Ripken ordered that McCarthy review his records for any non-privileged records and to send those and the Twitter archive he’s created to her chambers under seal, where she’ll review them. She voided a subpoena filed against McCarthy’s sister, attorney Kathleen Kirchner, who aided McCarthy in the Prince George’s County lawsuit, after Davis explained Kirchner was forthcomin­g with what documents and informatio­n she had.

When the siblings vacated their post at the prosecutor­s’ table — where Ripken had asked them to sit — Ramos turned his chair and stared at them. McCarthy called it unsettling.

“What really went through my mind is what a malevolent person he is,” he said after court. “He just enjoys making people uncomforta­ble and scaring people and hurting people.”

The judge then turned her attention to a motion filed by Ramos’ attorneys asking her to penalize prosecutor­s for allegedly withholdin­g evidence.

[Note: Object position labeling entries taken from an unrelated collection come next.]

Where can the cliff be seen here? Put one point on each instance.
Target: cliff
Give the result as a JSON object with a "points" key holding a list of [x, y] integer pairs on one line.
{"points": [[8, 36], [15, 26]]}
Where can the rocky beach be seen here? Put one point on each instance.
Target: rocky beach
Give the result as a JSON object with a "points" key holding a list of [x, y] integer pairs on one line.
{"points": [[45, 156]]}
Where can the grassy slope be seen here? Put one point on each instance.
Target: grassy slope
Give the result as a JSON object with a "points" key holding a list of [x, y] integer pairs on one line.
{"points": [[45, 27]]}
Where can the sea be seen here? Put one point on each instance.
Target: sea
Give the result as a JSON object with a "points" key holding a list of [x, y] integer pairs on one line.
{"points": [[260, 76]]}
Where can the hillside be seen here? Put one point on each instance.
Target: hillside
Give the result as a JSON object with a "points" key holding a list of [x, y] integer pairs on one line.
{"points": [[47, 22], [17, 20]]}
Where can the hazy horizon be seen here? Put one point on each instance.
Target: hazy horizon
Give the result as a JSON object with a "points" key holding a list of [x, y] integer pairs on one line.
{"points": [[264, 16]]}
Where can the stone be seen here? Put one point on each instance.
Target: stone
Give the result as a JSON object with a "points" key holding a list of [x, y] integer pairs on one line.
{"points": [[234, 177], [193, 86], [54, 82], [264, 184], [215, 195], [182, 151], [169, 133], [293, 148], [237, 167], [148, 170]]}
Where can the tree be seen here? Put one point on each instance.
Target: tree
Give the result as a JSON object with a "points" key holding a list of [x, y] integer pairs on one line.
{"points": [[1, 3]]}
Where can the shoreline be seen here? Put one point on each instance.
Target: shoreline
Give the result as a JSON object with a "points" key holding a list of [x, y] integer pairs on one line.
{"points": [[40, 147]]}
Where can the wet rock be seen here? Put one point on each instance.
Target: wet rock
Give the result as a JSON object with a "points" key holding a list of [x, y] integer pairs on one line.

State’s Attorney Anne Colt Leitess vehemently opposed the public defender’s claim as a “bald faced allegation without merit.”

The public defenders’ complaint about Leitess’ office involves a 2014 email exchange between Kirchner and Leitess — who was the top prosecutor then before losing her post to Republican Wes Adams at the ballot box the following year, only to oust him in 2018. In the email exchange, Kirchner raised concerns about Ramos’ behavior during the course of the lawsuit in Prince George’s County. Leitess said she responded by alerting courthouse security.

Public Defender Katy O’Donnell said Ripken should consider removing Leitess from the case, or making her testify as a witness about the email exchange, which she claimed showed Ramos was a danger and was relevant to his insanity defense.

Leitess told Ripken she’d turned over months ago all the informatio­n the defense was accusing her of withholdin­g. She also rebutted its relevance, saying it had nothing to do with the slaying of five newspaper employees. The state’s attorney described it as a stunt.

“They want to recuse me from this case,” she said.

Ripken announced she would rule on the motion for sanctions in October, saying she was erring on the side of caution even though she’d heard enough to make a determinat­ion.